NSW Resources and Energy Minister Chris Hartcher said the argument over CSG had been captured by a "hard core" of opponents who refused to compromise because they wanted to shut down all energy from fossil fuels.
The minister also rebuked the gas industry for failing to engage with the community and allowing the objections to CSG to build to the point where the government had to act in February to impose 2km "exclusion zones" around residential areas, redrafting rules it had issued just five months earlier after lengthy consultation.
Amid an often emotional debate on CSG, leaders including federal Resources Minister Gary Gray and Coalition resources spokesman Ian Macfarlane have warned of the risks to energy supplies in NSW because of decisions by premier Barry O'Farrell.
Mr Macfarlane said the state was facing a "crisis" and Santos executive James Baulderstone told The Australian that residential customers could see a 30 per cent rise in energy bills unless new gas supplies were developed.
Highlighting the contrast between two big states, the Queensland government told the Australian Petroleum Production and Exploration Association on Tuesday of plans to release more areas for gas exploration and development.
Mr Hartcher, however, told the industry that the community debate in NSW had forced the imposition of the latest restrictions.
"Industry did not engage in the debate, industry stood back and allowed the debate to happen in the early stages and that vacuum was very quickly filled by the extremist Greens, of which Sydney has its fair share," Mr Hartcher told the APPEA conference attended by about 3,000 people in Brisbane.
Mr Hartcher said the vacuum was made worse by films like Gasland, the US film depicting the dangers of gas projects on water supplies.

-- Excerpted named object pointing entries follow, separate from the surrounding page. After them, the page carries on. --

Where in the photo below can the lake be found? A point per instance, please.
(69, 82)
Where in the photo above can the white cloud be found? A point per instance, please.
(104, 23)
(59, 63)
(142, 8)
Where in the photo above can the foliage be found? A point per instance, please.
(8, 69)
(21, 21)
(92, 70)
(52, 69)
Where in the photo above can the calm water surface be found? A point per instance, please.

"The great mass of the community are interested in seeing the community progress. The great mass of the community want economic development, want jobs, want income, want secure life for their families and themselves," he said.
"They are readily able to be persuaded by good and clear information as to the benefits of any evolving process.

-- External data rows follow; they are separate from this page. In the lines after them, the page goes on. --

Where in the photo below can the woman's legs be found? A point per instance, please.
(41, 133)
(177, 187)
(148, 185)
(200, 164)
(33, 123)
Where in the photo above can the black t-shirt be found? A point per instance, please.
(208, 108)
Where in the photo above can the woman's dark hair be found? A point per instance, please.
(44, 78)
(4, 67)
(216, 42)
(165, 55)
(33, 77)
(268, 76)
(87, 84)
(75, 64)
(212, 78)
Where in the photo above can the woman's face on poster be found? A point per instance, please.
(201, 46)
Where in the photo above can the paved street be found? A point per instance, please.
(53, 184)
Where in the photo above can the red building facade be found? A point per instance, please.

"But that information and that debate was not presented to them and the argument was captured by the extremist element among the Greens."
Mr Harcher also said the state's corruption inquiry into coal licenses under the previous government meant there were community doubts over CSG as well.
"The government acknowledges that the restrictions it has imposed in September of 2012 and February of 2013 are not easy for industry to live with but the government believes those restrictions are necessary, otherwise there will not be the social license so important in a democratic society."
"The anti-CSG sentiment is quite strong and it's fuelled not just by those who concerned about it but by a hard core of people who are opposed to any use of fossil fuels at all," he said.
"It doesn't matter what concessions are given to that group, it doesn't matter how you try and rationalise with that group, they will simply argue that fossil fuels need to be eliminated."
Mr Hartcher told the conference that one of the state Coalition MPs had received letters from nuns at the local convent warning against CSG while the Country Womens' Association had joined protects in Sydney against the developments.